It really depends. The early bytes probably contain things like image dimensions...

kazinator · on Oct 29, 2021

To avoid the hash being entirely oblivious to bytes beyond a small block at the start, we could take additional samples of the file at exponentially increasing offsets:

Hash the first kilobyte.

Hash the 16th kilobyte

Hash the 256th kilobyte

Hash the 4096th kilobyte (4M)

Hash the 65536th kilobyte (64M)

Hash the 1048576th kilobyte (1G)

Then 16G, 256G, ...

It might be worth including the last kilobyte. (I think I mentioned that.) If the file format has trailing metadata, that can help, especially if there is any sort of checksum in it.

cb321 · on Oct 29, 2021

Sure. I agree various sampling strategies are a good design, as long as they don't add up to much IO. Making that a "user parameter" to be customizable seems ideal. What you suggest may make a fine default - if adapted to varying file sizes somehow. E.g., that Nim dups program I mentioned elsewhere could just take a sequence of slices instead of only one..maybe just ignoring out of bounds slices. { And for size clusters where the size < N, screw it - just hash the whole thing, probably. ;-) }

DeathArrow · on Oct 30, 2021

Finding sections of the file where data can be different is not only potentially hard but depends on the type of data. So can't be made generic.

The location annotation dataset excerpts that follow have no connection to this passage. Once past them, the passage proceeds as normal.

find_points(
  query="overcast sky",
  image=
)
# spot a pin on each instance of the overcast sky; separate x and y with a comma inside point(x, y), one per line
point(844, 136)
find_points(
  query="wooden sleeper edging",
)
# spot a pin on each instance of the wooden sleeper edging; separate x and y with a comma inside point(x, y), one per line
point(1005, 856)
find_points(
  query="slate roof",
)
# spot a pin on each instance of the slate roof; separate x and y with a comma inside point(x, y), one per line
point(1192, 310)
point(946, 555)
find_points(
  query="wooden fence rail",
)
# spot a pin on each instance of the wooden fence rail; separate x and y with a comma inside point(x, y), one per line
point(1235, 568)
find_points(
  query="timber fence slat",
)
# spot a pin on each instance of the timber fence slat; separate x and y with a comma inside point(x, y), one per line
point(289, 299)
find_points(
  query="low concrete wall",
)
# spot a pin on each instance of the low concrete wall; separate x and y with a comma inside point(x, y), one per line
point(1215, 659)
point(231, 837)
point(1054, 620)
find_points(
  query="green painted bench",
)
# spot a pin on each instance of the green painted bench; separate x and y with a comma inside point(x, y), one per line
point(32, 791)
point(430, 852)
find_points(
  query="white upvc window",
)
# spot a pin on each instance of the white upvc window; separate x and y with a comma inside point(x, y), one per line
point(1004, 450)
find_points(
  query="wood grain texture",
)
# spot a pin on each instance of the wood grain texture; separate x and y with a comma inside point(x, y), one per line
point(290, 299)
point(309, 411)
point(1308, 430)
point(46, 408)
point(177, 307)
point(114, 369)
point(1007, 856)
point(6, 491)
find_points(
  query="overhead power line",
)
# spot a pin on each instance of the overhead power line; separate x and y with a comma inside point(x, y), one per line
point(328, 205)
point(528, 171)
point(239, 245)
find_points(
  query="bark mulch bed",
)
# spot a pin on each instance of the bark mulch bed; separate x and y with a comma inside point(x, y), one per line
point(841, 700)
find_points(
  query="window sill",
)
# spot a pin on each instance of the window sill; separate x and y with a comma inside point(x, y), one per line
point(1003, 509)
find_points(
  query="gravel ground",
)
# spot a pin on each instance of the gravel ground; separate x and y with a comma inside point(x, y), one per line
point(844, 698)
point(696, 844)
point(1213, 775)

Comparing files based on size is trivial and I presume people will always do it first before attempting to use a hash or even CRC.

As you say, single disk read speeds are slow but there is a high chance they will improve over time.

PCIe 6.0 x16 has a bandwidth of 128 GB/s. It would be theoretically possible to reach that aggregate speed in raid 0.

cb321 · on Oct 30, 2021

>Finding sections of the file where data can be different is not only potentially hard but depends on the type of data. So can't be made generic

I agree, and a cousin comment of mine suggests user-specifiable sampling which can always be a full sample in the "hard case". Often, once one has identified true duplicate candidates, a full compare is desirable to not trust any hash, and that full compare uses a lot of IO. That depends on the user, too.

>Comparing files based on size is trivial and I presume people will always do it first before attempting to use a hash or even CRC.

It is unclear the meow guys did this since they seemed to motivate hash performance based on dedup and they unlikely had IO > 10GB/s in 2018, but it's hard to know for sure.